Britain set to deport British-born Nigerian Jazz singer

Bunmi Thomas, a jazz singer born in Britain to Nigerian parents is facing deportation after falling foul of controversial Home Office red tape.

Rising music star Thomas was shocked to be told she is in Britain illegally, despite having lived there for most of her life, in a chilling echo of the Windrush scandal last year.

According to the Daily Mail, She now faces being sent to Nigeria, even though her work, family and social life are all in Britain.

Ms Thomas was born in Glasgow in June 1983 to parents who had come from Africa in the early 1970s.

Changes to the British Nationality Act in January 1983 removed the automatic right to citizenship of children born in the UK to parents from former colonies.
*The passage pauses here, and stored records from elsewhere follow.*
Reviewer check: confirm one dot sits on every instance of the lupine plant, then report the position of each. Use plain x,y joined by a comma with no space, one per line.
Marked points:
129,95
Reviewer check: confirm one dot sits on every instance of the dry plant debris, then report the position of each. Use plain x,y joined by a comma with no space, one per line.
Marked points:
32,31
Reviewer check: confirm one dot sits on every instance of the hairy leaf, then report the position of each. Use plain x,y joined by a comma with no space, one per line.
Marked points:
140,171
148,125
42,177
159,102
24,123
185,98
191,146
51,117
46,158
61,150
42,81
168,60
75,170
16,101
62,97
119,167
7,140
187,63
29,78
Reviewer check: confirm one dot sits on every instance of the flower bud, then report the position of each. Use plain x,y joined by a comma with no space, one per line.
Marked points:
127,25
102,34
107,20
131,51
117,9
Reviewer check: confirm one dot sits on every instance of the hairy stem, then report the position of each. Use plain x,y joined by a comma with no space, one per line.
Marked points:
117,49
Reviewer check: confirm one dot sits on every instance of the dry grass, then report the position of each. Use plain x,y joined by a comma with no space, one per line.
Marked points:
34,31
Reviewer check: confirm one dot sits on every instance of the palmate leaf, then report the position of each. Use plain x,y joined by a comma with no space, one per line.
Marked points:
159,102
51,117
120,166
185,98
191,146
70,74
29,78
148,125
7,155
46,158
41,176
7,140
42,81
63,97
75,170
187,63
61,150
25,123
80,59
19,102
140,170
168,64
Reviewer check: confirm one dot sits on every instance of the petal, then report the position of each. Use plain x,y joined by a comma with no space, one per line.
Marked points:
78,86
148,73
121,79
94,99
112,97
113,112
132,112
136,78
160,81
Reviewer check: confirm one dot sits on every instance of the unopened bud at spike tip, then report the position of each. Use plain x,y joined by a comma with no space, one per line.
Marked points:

The singer’s parents should have registered her under the Act but were unaware they needed to do so. Her plight is harder to bear because her elder sister Kemi, with whom she lives in East London, has always been a British citizen as she was born before the changes to the Act.

Ms Thomas believes she is a victim of the Home Office becoming over-zealous after then Home Secretary Theresa May introduced a ‘hostile environment’ towards illegal migrants in 2012.

The policy resulted in the Windrush scandal, which saw dozens of long-standing British citizens deported because they lacked papers proving their right to be in the country.

Ms Thomas, 36, who has performed on the BBC, said: ‘My parents came here at the end of the Windrush era.

‘I had a National Insurance number, I had my birth certificate, I’d got a driving licence, a bank account, I went to college. At no point during that process was there any indication I was doing anything incorrectly. I believe that I am British.’

Although she was born in Scotland, Ms Thomas lived with her father in Nigeria between the ages of three and 18. She thought she had dual British-Nigerian nationality when she returned to Britain. She applied for a UK passport when she was 25 but she was refused. She was granted temporary discretionary leave to remain and told she could apply for permanent residency.

But two weeks ago, Ms Thomas received a letter saying her application had been unsuccessful, and that she had to leave within 14 days or appeal, or face detention and deportation without notice.